Verónica Barcina Téllez

Acertó Baudelaire al afirmar que el mejor truco del diablo es hacernos creer que no existe. Así, el grueso de los mortales se considera a salvo de sus tentaciones, de sus pompas y de sus obras, y peca feliz en la creencia de que dios, en su infinita bondad, todo lo perdona. Para quienes pisan suelo ateo, agnóstico o apóstata, suelo de civismo laicista, la cosa se ciñe a considerar sus acciones más o menos ajustadas a la ética y la moral, ese contrato cívico –no religioso–, que debieran regir la convivencia en cualquier estructura social estable.

Sacudirse los problemas es una aspiración social, entendiendo por problema cualquier actuación que genere cierto grado de conflictividad en la ética y la moral a nivel público o privado. El truco del diablo es eficaz en estos casos y fácil de asimilar personal y socialmente. La ofensiva diabólica de la extrema derecha contra la igualdad entre mujeres y hombres surte efecto incluso entre quienes hasta ayer defendían férreamente las conquistas feministas arrancadas tras siglos de represión, lucha, sumisión, reivindicación, derrotas y conquistas condenadas a la eterna dialéctica maniquea.

Pide la extrema derecha y concede parte de la progresía que vuelva el macho en pleno siglo XXI

Muchos hombres, desde la transición, apostaron por la igualdad y el feminismo bajo el influjo de una educación patriarcal recibida como legado envenenado de sus ancestros. Muchas mujeres también. No fue fácil ni cómodo para ellos renunciar a un estatus de superioridad muy cuestionado y combatido por amplios sectores económicos, políticos, mediáticos, religiosos y militares que veían peligrar el tradicional statu quo y la ideología conservadora que históricamente lo viene sosteniendo. Para buena parte de la progresía, el debate entre la realidad feminista y la herencia educativa recibida se tradujo en conflictos que minaban su apuesta por el feminismo.

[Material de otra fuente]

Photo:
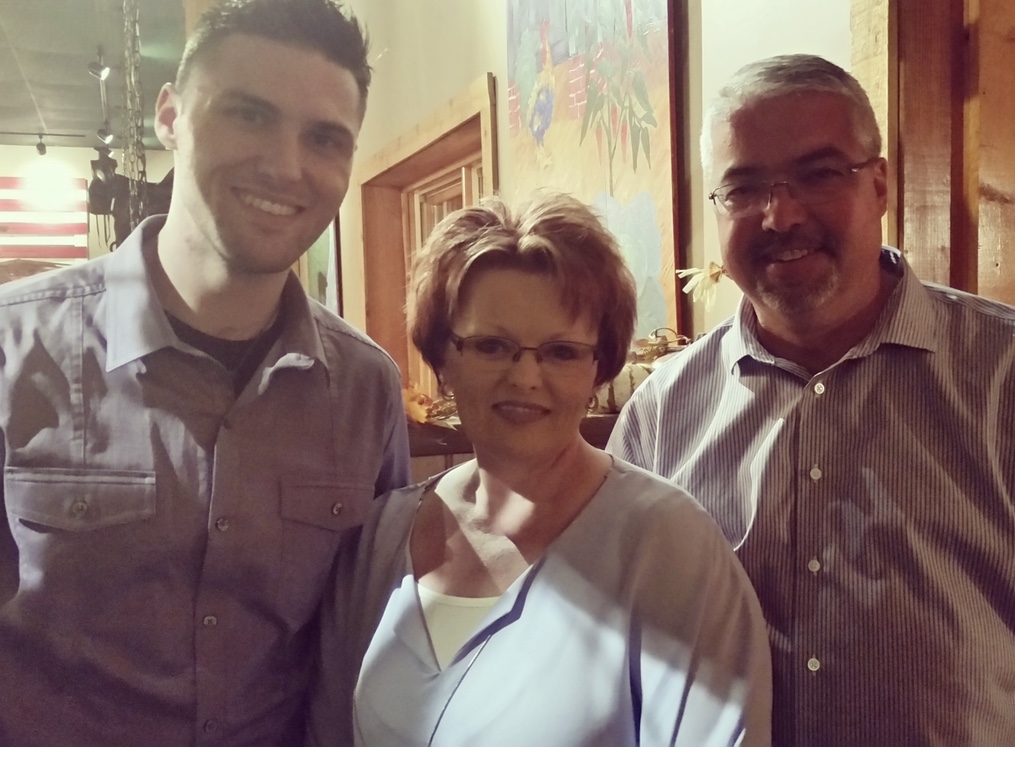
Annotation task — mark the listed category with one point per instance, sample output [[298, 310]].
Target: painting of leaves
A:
[[589, 113]]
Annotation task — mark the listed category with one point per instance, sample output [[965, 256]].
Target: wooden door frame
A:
[[463, 126]]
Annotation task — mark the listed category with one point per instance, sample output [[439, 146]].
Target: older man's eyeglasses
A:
[[492, 351], [813, 184]]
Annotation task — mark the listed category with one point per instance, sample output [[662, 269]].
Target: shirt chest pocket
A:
[[317, 515], [78, 500]]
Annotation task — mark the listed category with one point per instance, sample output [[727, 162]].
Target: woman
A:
[[541, 594]]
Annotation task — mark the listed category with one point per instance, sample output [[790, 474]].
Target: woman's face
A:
[[524, 409]]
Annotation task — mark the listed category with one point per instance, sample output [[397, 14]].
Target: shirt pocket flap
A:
[[329, 504], [71, 499]]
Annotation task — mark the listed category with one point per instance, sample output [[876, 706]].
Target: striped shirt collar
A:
[[905, 321]]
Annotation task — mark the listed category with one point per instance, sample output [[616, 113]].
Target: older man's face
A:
[[798, 256]]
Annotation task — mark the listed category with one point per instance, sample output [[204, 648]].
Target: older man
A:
[[850, 428], [187, 438]]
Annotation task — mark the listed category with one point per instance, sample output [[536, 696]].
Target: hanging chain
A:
[[133, 120]]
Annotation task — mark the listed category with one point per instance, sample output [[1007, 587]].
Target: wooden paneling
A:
[[955, 157], [462, 128], [384, 270], [934, 223], [874, 57], [996, 147]]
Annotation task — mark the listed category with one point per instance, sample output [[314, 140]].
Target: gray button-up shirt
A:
[[873, 506], [166, 544]]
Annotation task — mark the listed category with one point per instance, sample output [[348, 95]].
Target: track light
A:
[[98, 69]]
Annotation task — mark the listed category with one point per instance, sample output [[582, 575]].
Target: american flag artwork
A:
[[44, 216]]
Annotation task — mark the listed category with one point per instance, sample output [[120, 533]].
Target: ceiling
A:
[[46, 47]]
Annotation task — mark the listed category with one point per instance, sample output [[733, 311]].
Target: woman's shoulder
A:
[[646, 491]]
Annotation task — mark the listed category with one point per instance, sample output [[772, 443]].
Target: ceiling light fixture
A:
[[98, 69]]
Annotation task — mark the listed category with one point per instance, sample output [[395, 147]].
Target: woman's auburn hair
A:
[[551, 233]]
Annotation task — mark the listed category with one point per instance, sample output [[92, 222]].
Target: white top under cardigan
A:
[[636, 626]]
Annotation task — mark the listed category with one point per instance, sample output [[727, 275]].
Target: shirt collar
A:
[[136, 324], [906, 320]]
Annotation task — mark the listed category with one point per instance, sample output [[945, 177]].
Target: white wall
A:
[[734, 32]]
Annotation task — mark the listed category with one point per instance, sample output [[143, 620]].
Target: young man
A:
[[187, 438], [850, 428]]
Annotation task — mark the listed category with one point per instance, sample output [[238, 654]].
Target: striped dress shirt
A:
[[873, 506]]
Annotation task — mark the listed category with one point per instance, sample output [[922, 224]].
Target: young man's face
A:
[[264, 134], [798, 258]]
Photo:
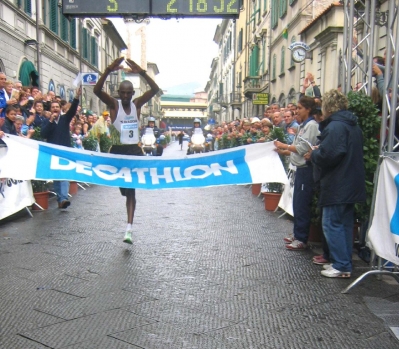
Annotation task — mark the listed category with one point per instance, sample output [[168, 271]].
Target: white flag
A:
[[384, 230]]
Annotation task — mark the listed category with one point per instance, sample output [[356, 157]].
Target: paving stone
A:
[[207, 270], [85, 328]]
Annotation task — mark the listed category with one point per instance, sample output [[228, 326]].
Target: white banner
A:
[[257, 163], [384, 230], [14, 196], [286, 199]]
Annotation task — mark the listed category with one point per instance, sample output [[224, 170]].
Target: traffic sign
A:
[[260, 98], [89, 78], [152, 8]]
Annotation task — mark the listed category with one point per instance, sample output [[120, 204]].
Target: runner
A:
[[125, 115]]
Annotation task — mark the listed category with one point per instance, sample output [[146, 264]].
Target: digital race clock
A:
[[152, 8]]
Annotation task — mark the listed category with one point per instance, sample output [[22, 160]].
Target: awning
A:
[[28, 74]]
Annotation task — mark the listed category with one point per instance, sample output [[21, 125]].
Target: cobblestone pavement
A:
[[207, 270]]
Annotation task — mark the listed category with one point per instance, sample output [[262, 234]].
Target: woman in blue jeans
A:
[[342, 180], [304, 184]]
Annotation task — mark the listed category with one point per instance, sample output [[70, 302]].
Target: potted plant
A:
[[40, 193], [272, 195]]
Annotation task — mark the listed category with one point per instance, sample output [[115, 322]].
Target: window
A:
[[85, 43], [53, 15], [292, 63], [274, 17], [264, 54], [274, 61], [64, 28], [24, 5], [94, 51], [239, 45], [72, 33], [282, 8]]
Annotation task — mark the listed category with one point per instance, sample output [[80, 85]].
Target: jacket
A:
[[58, 133], [340, 159]]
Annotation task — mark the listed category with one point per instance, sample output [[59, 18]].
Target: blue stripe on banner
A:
[[222, 168], [395, 218]]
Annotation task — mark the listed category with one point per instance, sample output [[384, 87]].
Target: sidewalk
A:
[[207, 270]]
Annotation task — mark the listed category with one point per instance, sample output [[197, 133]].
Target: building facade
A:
[[48, 50]]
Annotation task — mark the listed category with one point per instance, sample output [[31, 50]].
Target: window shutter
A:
[[85, 44], [94, 51], [64, 28], [28, 7], [72, 34], [274, 13], [53, 16]]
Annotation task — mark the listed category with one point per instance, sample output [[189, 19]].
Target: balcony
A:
[[224, 100], [252, 84], [236, 99]]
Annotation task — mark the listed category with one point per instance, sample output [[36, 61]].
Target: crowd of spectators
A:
[[25, 110]]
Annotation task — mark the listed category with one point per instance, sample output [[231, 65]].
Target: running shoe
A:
[[296, 245], [334, 273], [128, 237]]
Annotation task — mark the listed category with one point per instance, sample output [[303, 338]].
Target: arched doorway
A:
[[2, 67], [28, 74]]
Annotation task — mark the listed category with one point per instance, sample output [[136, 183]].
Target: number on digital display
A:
[[229, 9], [221, 8], [113, 7], [169, 8], [202, 6]]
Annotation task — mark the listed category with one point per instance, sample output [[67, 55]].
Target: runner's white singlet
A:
[[127, 125]]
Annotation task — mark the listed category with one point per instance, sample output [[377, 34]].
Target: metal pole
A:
[[38, 43]]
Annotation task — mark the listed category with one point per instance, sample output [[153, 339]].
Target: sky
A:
[[182, 49]]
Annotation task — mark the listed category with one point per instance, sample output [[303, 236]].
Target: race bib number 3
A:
[[129, 134]]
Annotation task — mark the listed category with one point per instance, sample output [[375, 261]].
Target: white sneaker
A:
[[128, 237], [334, 273], [327, 266]]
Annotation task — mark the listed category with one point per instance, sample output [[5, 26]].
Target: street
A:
[[207, 270]]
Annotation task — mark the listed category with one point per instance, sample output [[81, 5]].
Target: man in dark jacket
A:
[[56, 131], [342, 179]]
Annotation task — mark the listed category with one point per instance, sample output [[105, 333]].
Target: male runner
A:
[[125, 116]]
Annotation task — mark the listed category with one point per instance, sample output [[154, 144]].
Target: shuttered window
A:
[[64, 28], [72, 33], [28, 7], [274, 17], [53, 13], [85, 43], [94, 51], [282, 8], [254, 62], [282, 60]]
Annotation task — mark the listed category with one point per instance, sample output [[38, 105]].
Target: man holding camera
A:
[[56, 131]]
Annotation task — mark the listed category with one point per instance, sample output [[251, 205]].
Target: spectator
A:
[[278, 120], [39, 111], [29, 123], [342, 180], [18, 85], [19, 123], [291, 127], [56, 131], [77, 136], [8, 88], [309, 87], [3, 100], [8, 126], [304, 183]]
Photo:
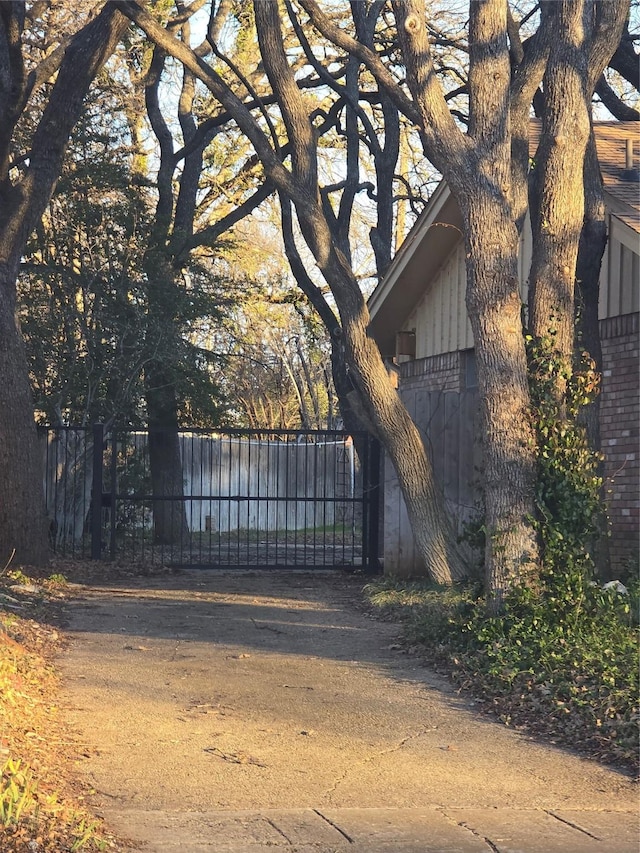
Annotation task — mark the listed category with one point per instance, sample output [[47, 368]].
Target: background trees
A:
[[486, 168], [32, 148], [247, 100]]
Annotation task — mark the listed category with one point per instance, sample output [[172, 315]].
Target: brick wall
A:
[[620, 433]]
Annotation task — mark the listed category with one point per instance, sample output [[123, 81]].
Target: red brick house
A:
[[419, 319]]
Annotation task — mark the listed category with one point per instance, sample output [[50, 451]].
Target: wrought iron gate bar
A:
[[254, 498]]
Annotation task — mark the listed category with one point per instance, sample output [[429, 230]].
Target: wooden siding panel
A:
[[613, 296]]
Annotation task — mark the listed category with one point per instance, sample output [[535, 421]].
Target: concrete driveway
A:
[[244, 711]]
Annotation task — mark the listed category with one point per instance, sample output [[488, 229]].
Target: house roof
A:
[[437, 231]]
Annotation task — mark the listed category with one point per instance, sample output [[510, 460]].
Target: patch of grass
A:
[[39, 811], [565, 667]]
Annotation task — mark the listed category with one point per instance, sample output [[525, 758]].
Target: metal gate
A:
[[215, 498]]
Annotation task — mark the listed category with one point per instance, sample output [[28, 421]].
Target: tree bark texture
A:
[[478, 169], [165, 461], [583, 35], [557, 203], [494, 306]]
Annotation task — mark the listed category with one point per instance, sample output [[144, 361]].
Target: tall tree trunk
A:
[[557, 200], [22, 515], [23, 522], [431, 526], [494, 307], [167, 475], [593, 242]]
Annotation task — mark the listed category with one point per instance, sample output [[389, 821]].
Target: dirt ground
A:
[[244, 690]]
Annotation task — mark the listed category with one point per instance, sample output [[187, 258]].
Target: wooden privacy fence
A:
[[244, 497], [449, 423]]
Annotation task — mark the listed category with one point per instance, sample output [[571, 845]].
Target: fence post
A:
[[96, 493]]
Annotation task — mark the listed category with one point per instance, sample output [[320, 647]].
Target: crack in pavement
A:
[[334, 825], [492, 847], [331, 791], [573, 825]]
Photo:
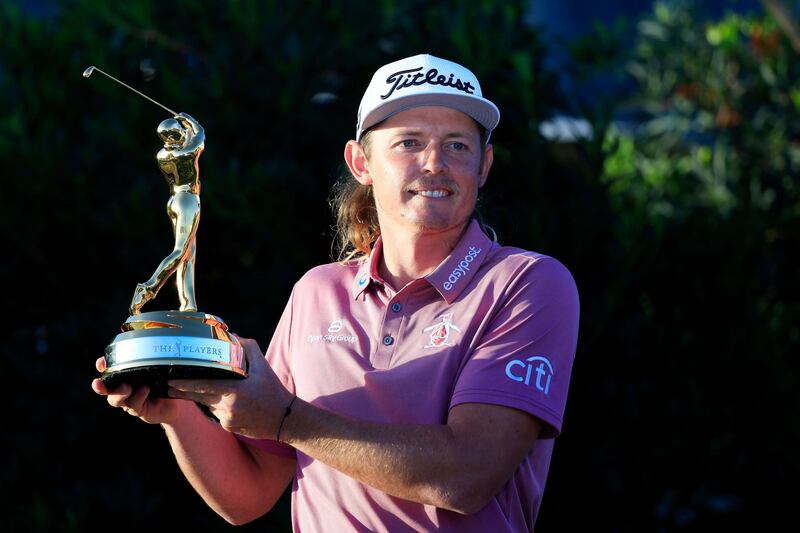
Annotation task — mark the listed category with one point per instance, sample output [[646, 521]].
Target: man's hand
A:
[[253, 406], [137, 403]]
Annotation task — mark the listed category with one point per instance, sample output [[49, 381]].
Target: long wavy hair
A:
[[353, 206]]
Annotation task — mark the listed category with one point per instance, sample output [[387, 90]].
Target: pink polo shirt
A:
[[492, 324]]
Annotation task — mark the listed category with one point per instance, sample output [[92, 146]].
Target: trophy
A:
[[156, 346]]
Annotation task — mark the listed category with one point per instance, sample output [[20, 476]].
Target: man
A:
[[417, 386]]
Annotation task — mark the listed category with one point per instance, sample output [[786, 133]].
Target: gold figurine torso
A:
[[184, 140]]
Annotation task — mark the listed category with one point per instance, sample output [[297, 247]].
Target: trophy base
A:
[[158, 346]]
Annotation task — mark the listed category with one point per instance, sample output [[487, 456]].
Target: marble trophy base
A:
[[158, 346]]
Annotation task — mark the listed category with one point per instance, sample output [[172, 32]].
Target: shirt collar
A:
[[453, 275], [368, 271], [450, 278]]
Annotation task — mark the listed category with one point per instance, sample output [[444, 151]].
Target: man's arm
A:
[[458, 466], [236, 480]]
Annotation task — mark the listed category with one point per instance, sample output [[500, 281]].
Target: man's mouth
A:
[[433, 193]]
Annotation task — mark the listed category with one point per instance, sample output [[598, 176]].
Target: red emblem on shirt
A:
[[440, 332]]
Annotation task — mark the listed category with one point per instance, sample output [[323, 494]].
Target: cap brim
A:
[[480, 109]]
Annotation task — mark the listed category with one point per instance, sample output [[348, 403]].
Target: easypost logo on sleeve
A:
[[536, 371], [462, 268]]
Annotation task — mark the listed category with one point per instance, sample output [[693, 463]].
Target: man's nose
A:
[[435, 160]]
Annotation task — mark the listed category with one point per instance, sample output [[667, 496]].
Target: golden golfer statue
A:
[[184, 140], [157, 346]]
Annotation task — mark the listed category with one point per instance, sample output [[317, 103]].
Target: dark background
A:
[[676, 214]]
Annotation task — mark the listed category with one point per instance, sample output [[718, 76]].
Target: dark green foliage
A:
[[679, 235]]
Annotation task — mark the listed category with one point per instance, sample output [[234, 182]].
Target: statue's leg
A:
[[184, 212], [185, 280]]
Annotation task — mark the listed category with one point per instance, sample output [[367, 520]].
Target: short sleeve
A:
[[279, 358], [525, 354]]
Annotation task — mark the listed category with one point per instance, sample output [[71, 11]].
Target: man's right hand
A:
[[137, 403]]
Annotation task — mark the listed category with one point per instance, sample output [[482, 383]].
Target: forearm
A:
[[219, 467], [423, 463]]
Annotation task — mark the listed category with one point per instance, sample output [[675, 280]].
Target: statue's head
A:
[[172, 133]]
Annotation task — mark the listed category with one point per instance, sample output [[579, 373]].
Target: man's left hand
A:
[[252, 407]]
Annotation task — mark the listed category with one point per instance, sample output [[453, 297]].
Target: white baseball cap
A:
[[424, 80]]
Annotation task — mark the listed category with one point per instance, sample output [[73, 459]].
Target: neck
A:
[[410, 256]]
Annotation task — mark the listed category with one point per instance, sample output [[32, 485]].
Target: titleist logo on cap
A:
[[406, 78]]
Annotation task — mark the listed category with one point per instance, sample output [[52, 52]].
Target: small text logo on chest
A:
[[440, 332]]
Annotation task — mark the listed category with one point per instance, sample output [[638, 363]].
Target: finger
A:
[[99, 387], [118, 397], [136, 400], [253, 355], [205, 399], [201, 386]]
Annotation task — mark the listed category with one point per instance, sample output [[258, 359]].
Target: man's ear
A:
[[357, 162], [486, 164]]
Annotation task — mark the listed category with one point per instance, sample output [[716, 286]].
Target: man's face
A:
[[426, 165]]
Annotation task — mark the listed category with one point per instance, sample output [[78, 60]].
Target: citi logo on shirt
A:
[[523, 371]]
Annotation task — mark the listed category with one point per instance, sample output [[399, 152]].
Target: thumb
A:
[[253, 355]]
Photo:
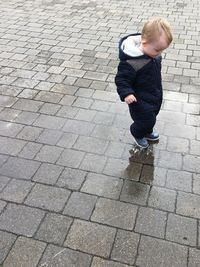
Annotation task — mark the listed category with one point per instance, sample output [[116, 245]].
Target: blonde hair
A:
[[153, 28]]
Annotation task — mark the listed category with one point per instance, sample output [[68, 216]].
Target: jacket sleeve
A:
[[124, 79]]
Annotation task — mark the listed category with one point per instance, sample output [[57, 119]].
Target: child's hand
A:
[[130, 99]]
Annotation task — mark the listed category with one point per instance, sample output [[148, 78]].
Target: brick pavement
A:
[[72, 192]]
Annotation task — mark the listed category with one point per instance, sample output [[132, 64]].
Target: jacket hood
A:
[[129, 47]]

No es fácil para un hombre renunciar al supremacismo que permite evaluar a la mujer en función de su capacidad para excitar y/o satisfacer el apetito sexual, para ejercer su derecho “natural” a actuar como un macho alfa sobre las hembras. Es el machismo, presente en la bragueta cultural, traducido en incómodos micromachismos que minan el feminismo militante con la persistencia de la estalagmita. No es nada fácil ignorar el atractivo y es muy incómoda y conflictiva la renuncia a verbalizarlo.

La extrema derecha ha movilizado a sus hordas políticas, económicas, mediáticas y clericales con un objetivo primordial: hacer creer a la sociedad que el machismo no existe. El medio empleado para ello es tan viejo como eficaz: convencer a la sociedad de que el feminismo y la igualdad son la prueba irrefutable de que existe el diablo. El método Goebbels es infalible y lo utilizan como nadie.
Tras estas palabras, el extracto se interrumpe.